Sunday, June 17, 2018

Fathers' Day, 2018


If you were looking for Musical Sunday, don’t despair – because today is Father's Day and I have my traditional (and slightly updated) tribute to fathers today, you'll still get your poetry fix this week, just a day late.

Today is Fathers’ Day, the day we honor the man who contributed half of our chromosomes and many of the life lessons that shaped us into who we are.

Fathers don’t get the same degree of respect that mothers do. They work in design, rather than production, after all, and don’t earn the credit that mothers do for going through nine months of pregnancy followed by months of sleepless nights and years of worry. And truth be told, many fathers don’t earn that respect. For all too many men, fatherhood is an unfortunate side effect of good sex, and a child is an impediment to the enjoyment of life. For many men, fathering a lot of children by a lot of women is the imagined sign of a manly stud ... not of lives betrayed by a thoughtless ass who thinks with his man parts* instead of his brain and heart.

Luckily, though, there are many good men out there trying their best to be good fathers. It’s not an easy job, and not everyone is good at it** ... but fortunately, enough do.

I have often reflected back on the course of my life, and I've come to the conclusion I’ve been a better grandfather than I was a father. This is probably normal. You’ve seen more of life, and had more experiences – good and bad – to share. If you’re the grandfather, you get to be the gentle, wise, let-‘em-do-what-they-want fellow the children love to see, rather than the grouchy, tired father who has to put bread on the table, crack the whip, and enforce the discipline. You get all the joy of holding and loving the children with none of the negatives ... when the baby needs changing, for instance, there's none of that messy fuss - you just give her back to her mother. What's not to like?

I think that, from the father's perspective, we have our children too early in life. We're still learning how to be adults, and all of a sudden we're fathers, responsible for teaching our children all the lessons of life that we haven't even learned yet. Our children grow up as much in spite of our mistakes as because of our excellence in parenting.

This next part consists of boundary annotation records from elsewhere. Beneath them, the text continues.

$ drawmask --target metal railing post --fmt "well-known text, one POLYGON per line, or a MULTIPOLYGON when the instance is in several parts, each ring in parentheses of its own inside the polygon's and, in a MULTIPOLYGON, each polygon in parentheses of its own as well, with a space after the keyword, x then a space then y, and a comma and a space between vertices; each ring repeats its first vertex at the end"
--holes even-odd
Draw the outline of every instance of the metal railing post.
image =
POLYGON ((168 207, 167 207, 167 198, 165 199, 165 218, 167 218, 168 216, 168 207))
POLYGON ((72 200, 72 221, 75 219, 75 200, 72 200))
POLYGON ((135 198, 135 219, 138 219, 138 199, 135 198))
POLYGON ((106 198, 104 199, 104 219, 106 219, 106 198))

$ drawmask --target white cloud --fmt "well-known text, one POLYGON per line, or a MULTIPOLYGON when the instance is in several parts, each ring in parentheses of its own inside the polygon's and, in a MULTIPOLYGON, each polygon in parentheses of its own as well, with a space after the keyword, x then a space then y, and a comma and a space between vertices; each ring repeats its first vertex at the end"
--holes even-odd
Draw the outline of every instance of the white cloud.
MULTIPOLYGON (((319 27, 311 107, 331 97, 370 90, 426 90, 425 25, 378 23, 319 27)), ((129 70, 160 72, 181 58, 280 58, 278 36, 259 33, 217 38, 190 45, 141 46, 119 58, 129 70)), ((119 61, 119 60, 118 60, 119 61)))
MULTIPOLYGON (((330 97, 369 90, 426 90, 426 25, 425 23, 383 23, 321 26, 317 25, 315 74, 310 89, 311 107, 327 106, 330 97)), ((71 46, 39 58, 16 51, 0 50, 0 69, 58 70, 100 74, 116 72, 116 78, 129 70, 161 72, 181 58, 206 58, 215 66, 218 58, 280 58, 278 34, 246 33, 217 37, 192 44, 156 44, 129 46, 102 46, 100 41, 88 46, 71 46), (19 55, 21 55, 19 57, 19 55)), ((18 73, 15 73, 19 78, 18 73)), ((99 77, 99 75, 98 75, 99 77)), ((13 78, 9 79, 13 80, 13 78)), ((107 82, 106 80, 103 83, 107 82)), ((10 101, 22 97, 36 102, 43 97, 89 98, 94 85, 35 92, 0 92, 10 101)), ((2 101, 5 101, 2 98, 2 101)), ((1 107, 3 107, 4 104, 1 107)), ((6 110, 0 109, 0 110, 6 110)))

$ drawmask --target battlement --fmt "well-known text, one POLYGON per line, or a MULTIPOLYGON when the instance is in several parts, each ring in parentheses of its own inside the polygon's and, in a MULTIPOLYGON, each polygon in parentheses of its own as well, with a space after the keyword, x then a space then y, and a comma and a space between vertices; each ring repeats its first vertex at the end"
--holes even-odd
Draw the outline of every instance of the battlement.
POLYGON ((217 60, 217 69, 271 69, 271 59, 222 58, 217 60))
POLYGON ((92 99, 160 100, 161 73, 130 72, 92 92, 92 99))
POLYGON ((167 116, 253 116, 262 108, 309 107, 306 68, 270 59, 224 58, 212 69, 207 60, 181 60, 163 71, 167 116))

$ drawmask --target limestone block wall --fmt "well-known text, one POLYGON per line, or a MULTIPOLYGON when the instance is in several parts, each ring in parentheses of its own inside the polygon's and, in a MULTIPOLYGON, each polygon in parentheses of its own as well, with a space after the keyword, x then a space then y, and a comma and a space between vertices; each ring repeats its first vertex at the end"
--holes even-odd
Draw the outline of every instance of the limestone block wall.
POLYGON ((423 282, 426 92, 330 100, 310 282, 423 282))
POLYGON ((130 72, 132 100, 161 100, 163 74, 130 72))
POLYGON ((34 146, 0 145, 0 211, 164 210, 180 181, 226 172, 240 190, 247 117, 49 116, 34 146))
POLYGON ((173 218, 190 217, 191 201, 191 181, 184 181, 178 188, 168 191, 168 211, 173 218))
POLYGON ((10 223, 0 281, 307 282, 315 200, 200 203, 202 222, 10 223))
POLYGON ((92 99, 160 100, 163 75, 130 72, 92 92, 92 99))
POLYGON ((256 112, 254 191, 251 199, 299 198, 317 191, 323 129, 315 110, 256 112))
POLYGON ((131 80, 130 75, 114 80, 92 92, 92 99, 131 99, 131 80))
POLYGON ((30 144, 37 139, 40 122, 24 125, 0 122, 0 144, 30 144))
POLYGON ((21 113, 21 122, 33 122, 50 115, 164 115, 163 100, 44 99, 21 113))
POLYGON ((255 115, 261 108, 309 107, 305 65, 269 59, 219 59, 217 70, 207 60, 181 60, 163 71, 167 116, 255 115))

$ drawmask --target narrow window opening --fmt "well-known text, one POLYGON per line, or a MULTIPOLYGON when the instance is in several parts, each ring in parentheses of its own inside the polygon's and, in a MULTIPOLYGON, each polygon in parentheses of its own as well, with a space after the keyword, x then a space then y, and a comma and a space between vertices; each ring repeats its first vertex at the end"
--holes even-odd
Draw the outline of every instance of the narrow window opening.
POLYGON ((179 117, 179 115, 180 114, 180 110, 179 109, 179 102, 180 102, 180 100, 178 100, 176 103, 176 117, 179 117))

When you get to be a father, you look at your own father differently. It was Mark Twain who supposedly once said, "When I was a boy of fourteen, my father was so ignorant I could hardly stand to have the old man around. But when I got to be twenty-one, I was astonished at how much the old man had learned in seven years."

It's true.

A good father, as I came in time to understand, is a gift beyond all price. The gold standard for fatherhood is, of course, my own father. He fought the Nazis*** in the skies over World War II Europe, ran his own business, raised four children and buried one, and cared for mom through the long years of misery as Alzheimer's gradually destroyed the mind of the dynamic and witty woman he loved. Dad left us three years ago, and I no longer get to hear his jokes and stories and learn the lessons he still had to teach, yet he remains the man to whom I owe whatever shreds of honor, decency, and ... well ... manhood that I can claim.

This was the man who took the war to the Nazis in 1944 ...


After the war, he turned successful businessman, running his own photographic studio and drawing the attention of the ladies ...


At the Mount Vernon Wine Festival in 2002, he was surrounded by admiring ladies (from left to right: our friends Susan and Nadja, granddaughter Yasmin, and Agnes) ...


With my brother Mark and I, on the occasion of Mark's retirement from the Navy (our brother Paul served in the Army, but wasn't able to be there) ...


And here he is in December of 2013 at his 90th birthday party in Pittsburgh, surrounded by the friends, fishing partners, and family members who came out to honor him in spite of some really ghastly winter weather ...


I'd like to think I made him satisfied, if not proud.

If you’d like to know more about the life of this wonderful man, you can read my remembrance here.

It's politically correct (bordering on mandatory) nowadays to say that a child can grow up just fine in a household with same-sex "parents," but you'll never be able to convince me that it's the same as being raised by a father and a mother who love each other, treat each other with dignity and respect, set a good example, teach their gender-specific life lessons, and subordinate their own dreams and desires to the momentous task of raising a brand new human being.

Have a good day. Honor your father. And if you're a father, be a good one ... preferably a better one than I was. Your children ... and indeed, the future ... are depending on you.

Come back tomorrow for Musical Monday, featuring ZZ Top. More thoughts then.

Bilbo

*  As Missandei would say. If you're into "Game of Thrones," you'll get it.

** As I have had the sad occasion to learn.

*** The real ones, the ones that murdered millions of innocent people and destroyed most of Europe, not the imaginary ones to which ignorant people in this country compare their political opponents.

2 comments:

allenwoodhaven said...

Your father was certainly a good man. You're fortunate to have had him. I'm sure he was proud of you.
Have always loved the Twain quote; great to see it again.

As for me, I had a terrific father. He was certainly a good man too.

leohaven.blogspot.com said...

Happy Father's Day Bill. I enjoyed reading about your Father. I am sure he was a man with very interesting stories to tell. Don't shortchange yourself. I am sure if I asked anyone of your children how you managed being a Dad among many other duties, I have a strong feeling, they would stand proud of you.